Editorial der Freitags-Info vom 19.08.2022

Geposted von Hans Heimburger am

Wichtige Weichenstellungen

In der französischen Wirtschaftszeitung „Les Echos“ holte Bernard Spitz vom französischen Arbeitgeberverband Medef zu einem medialen Rundumschlag gegen Deutschland aus. Jahrzehntelang hätten die Deutschen ihren Wohlstand auf drei Säulen aufgebaut: die Verteidigung an die Amerikaner auslagern, billige Energie von den Russen kaufen und ihre Produkte an die Chinesen verkaufen.

Dies ist nun bestimmt eine grobe Vereinfachung und starke Verzerrung in der Beurteilung des wirtschaftlichen Erfolgs von Deutschland und natürlich schwingt da eine gehörige Portion Neid seitens der Franzosen mit. Allerdings ist die Betrachtung von Monsieur Spitz auch nicht ganz von der Hand zu weisen. 

Wir haben in der Bundesrepublik dem wirtschaftlichen Erfolg vieles untergeordnet und auf dem Altar des Wohlstandes Dinge geopfert, die an unseren Grundwerten nagen. Die kriminelle Politik des Kremls wurde seit zwei Jahrzehnten geflissentlich übersehen und allerspätestens seit der Krim Annexion war dies sträflich. Das muntere Geschäftemachen mit dem Schwerpunkt im Energiesektor ging bis zum Überfall der Russen auf die Ukraine unverdrossen weiter. Der Ausstieg aus der Atomenergie als Reflex auf den Atomunfall in Fukushima vor 11 Jahren versteht in unseren Partnerländern niemand. Zwei Beispiele gefällig? In den vereinigten Staaten produzieren aktuell 93 Reaktoren 20 Prozent des amerikanischen Stromverbrauchs und 50 Prozent der klimaneutralen Elektrizität. Die Biden-Regierung zeigt sich als entschlossener Förderer der Atomenergie. In Frankreich stammen etwa 70 Prozent der inländischen Stromproduktion aus den Kernreaktoren. Auch wenn aktuell 30 der insgesamt 56 Reaktoren still stehen (Wartung, Reparaturen und Mangel an Kühlwasser in diesem superheißen Sommer), gibt es an dem energiepolitischen (Atom-) Kurs der Regierung keine Zweifel und kaum Kritik. Gerade erhielt Atomstrom vor allem auf Macrons Betreiben hin das Ökosiegel bei der EU-Taxonomie.
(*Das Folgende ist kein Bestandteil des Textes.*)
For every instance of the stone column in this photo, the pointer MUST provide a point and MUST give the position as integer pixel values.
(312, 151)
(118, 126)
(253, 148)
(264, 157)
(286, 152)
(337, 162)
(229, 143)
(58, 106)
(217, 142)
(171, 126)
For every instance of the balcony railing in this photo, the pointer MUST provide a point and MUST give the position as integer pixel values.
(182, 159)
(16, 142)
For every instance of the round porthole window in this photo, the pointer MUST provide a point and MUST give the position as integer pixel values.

Das Thema Menschenrechte wurde im Zusammenhang mit den vielfältigen geschäftlichen Aktivitäten der deutschen Wirtschaft mit China mehr als stiefmütterlich behandelt. Diesbezügliche Wortmeldungen von meinungsstarken Menschen wurden als geschäftsschädigend abgestempelt.
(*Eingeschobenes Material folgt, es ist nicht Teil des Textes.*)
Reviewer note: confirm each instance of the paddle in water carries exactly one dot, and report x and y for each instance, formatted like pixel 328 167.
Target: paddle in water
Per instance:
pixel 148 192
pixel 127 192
Vielleicht funktionieren nach dem Ende der Hitzewelle unsere Gehirne wieder etwas besser und wir alle, Politik, Wirtschaft und Bürger, sollten an dem ein oder anderen nun etwas kühleren Sommerabend über wichtige Weichenstellungen nachdenken. Es sollte auch nicht beim Nachdenken bleiben! Nachhaltige Veränderungen müssen meiner Meinung nach zwingend auf den Weg gebracht werden.
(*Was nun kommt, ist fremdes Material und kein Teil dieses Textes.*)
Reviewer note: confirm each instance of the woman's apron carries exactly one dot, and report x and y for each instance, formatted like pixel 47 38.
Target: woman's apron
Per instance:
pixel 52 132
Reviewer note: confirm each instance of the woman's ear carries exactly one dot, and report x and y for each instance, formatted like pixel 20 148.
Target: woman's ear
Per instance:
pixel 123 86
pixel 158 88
Bleiben Sie bitte gesund, genießen Sie das kommende Wochenende.

Hans Heimburger und das gesamte Team von Gies & Heimburger

Hans Heimburger ist Gesellschafter und Geschäftsführer der Gies und Heimburger GmbH und der CIO (Chief Investment Officer) für die 3ik-Strategiefonds.